À quelques mètres de la Seine musicale à Boulogne, c'était l'effervescence ce mercredi matin. Luca de Meo, directeur général de Renault et son homologue de Volvo Trucks, Martin Lundstedt, inauguraient officiellement leur coentreprise appelée « Flexis », qui produira des utilitaires électriques et connectés dès 2026. Pour ce faire, une toute nouvelle plateforme entièrement optimisée sera utilisée dans l'usine de Renault à Sandouville (Seine-Maritime).

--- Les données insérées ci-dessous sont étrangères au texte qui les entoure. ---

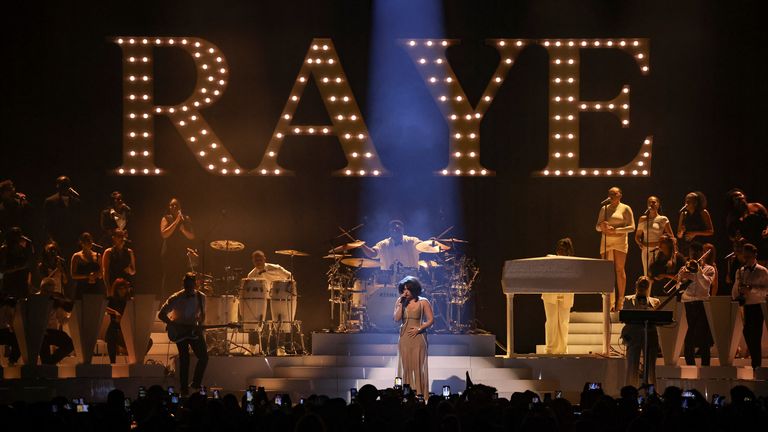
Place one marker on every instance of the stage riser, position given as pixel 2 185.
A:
pixel 386 344
pixel 486 375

Le constructeur français avait ce projet en tête depuis trois ans, mais pas les financements. Il s'est donc tourné vers le propriétaire de son ancienne filiale de camions, Volvo Trucks, pour concrétiser Flexis. Les deux constructeurs possèdent 45% du capital de l'entreprise et investissent 300 millions d'euros chacun dans les trois prochaines années. Ils ont vite été rejoints par un géant de la logistique, le groupe CMA CGM [propriétaire de La Tribune, ndlr] qui détient les 10% restants pour un investissement de 120 millions d'euros. Le groupe sera ainsi l'un des premiers à tester ces utilitaires sur sa flotte de 1.500 véhicules.

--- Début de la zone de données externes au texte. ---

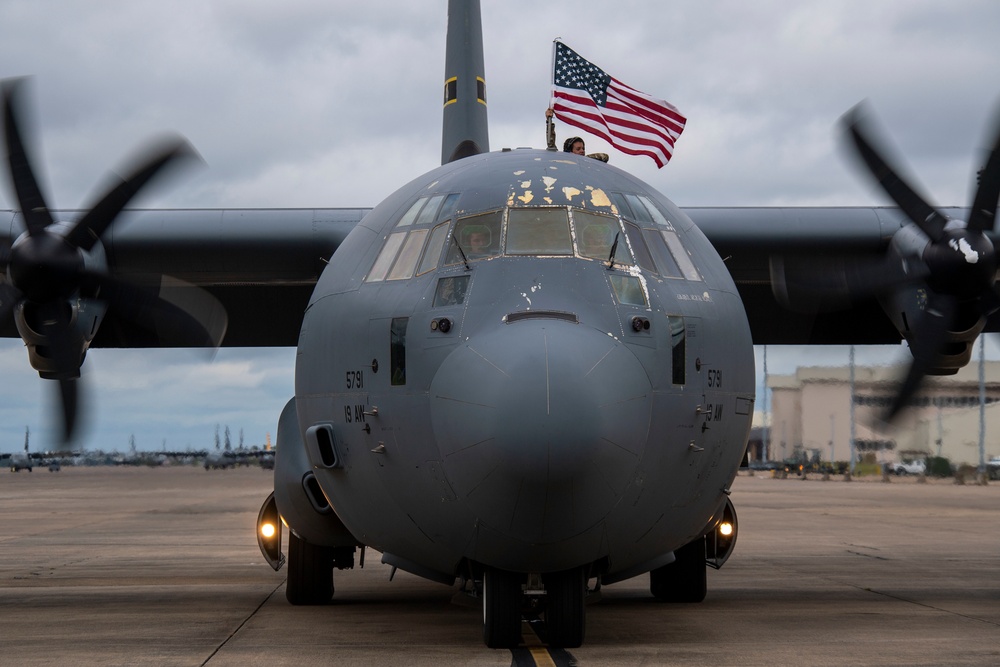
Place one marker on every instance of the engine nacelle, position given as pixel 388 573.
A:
pixel 84 317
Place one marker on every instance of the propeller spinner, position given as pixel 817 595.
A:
pixel 51 269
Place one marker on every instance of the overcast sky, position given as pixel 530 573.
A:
pixel 315 103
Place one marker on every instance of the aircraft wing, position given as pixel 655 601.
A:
pixel 747 239
pixel 262 264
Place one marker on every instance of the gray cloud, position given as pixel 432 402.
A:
pixel 313 103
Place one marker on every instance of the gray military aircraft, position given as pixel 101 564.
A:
pixel 22 460
pixel 526 370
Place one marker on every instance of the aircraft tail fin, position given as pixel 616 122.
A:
pixel 465 129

« Un Tesla des utilitaires »
« J'ai pu convaincre Rodolphe (Saadé, le PDG de CMA CGM ndlr) en vingt minutes (...) c'est peut-être le Tesla des utilitaires », s'est réjouit Luca de Meo. Les premières lignes de cette famille d'utilitaires électriques ont été dévoilées, promettant des véhicules destinés à la livraison urbaine, « de la taille d'un petit Renault Kangoo, mais avec la capacité de chargement d'un plus gros utilitaire », a précisé le dirigeant du groupe Renault. Destinés essentiellement aux entreprises composées d'une flotte de plusieurs centaines voire milliers de véhicules, ces nouveaux utilitaires connectés permettront par exemple d'anticiper la maintenance et d'optimiser les tournées de livraison. Et ce, grâce au nouveau logiciel équivalent à celui dans les Tesla sur lequel travaille Renault, en partenariat avec Google et Qualcomm. Il s'agira de la première tranche de véhicules à en disposer avant une déclinaison dans les autres gammes du groupe.
Le test de ce tout nouveau logiciel sur ces véhicules doit être concluant. « Dans ce secteur, 30 secondes de gagné lors de la livraison, c'est 1% de rentabilité en plus », a insisté Luca de Meo.
Aucun prix n'a été donné pour ces futurs fourgons, mais on sait déjà qu'il sera plus élevé qu'un équivalent diesel. Flexis promet néanmoins un gain de 30% sur le coût d'utilisation du véhicule. L'entreprise délivrera des fourgons électriques sous les marques Renault et Volvo mais également sous marque blanche pour d'autres clients.
Faire face à une concurrence grandissante
Le constructeur français mise gros dans ce partenariat puisque ce segment de marché représente 20% de son chiffre d'affaires et génère des marges plus importantes que les voitures aux particuliers. En outre, le marché des véhicules utilitaires électriques est encore balbutiant, avec seulement 8% des ventes en 2023, deux fois moins que pour les voitures aux particuliers. « Ce segment augmente de 20% à 30% chaque année et la logistique urbaine est quant à elle en hausse de 10% à 15% par an », a rappelé Luca de Meo. Un butin convoité par plusieurs constructeurs automobiles, en particulier chinois.
« Il n'y a pas de projet semblable en Europe, mais quelques-uns en Asie ou aux Etats-Unis », a confirmé Martin Lundstedt chez Volvo.
« Sur ce segment, la Chine n'a pas une génération d'avance », a tenu à rassurer Luca de Meo, faisant référence à la menace qui pèse sur les constructeurs européens dans le domaine des voitures électriques aux particuliers. À moins que la menace ne vienne directement du Vieux Continent. Stellantis, par exemple, a lancé son offensive en octobre dernier avec pas moins de 12 utilitaires électriques disponibles dès cette année. Le groupe dirigé par Carlos Tavares prévoit également d'intégrer un logiciel pouvant effectuer des mises à jour à distance dès 2026.
Pour se distinguer de ses concurrents, Renault et Volvo Trucks misent donc sur l'innovation en développant une plateforme uniquement à destination de ces véhicules électriques, contrairement à Stellantis. Ce dernier prévoit plutôt une production multi-énergies sur une plateforme déjà existantes afin d'aller plus vite. L'un mise sur le timing, l'autre sur l'optimisation. Renault et Volvo devront tout de même respecter la production pour 2026, s'ils ne veulent pas perdre du terrain sur ce secteur très convoité. Rodolphe Saadé a d'ailleurs insisté à plusieurs reprises sur l'importance de tenir les délais : « Il s'agit d'être prêt dès les premiers jours ».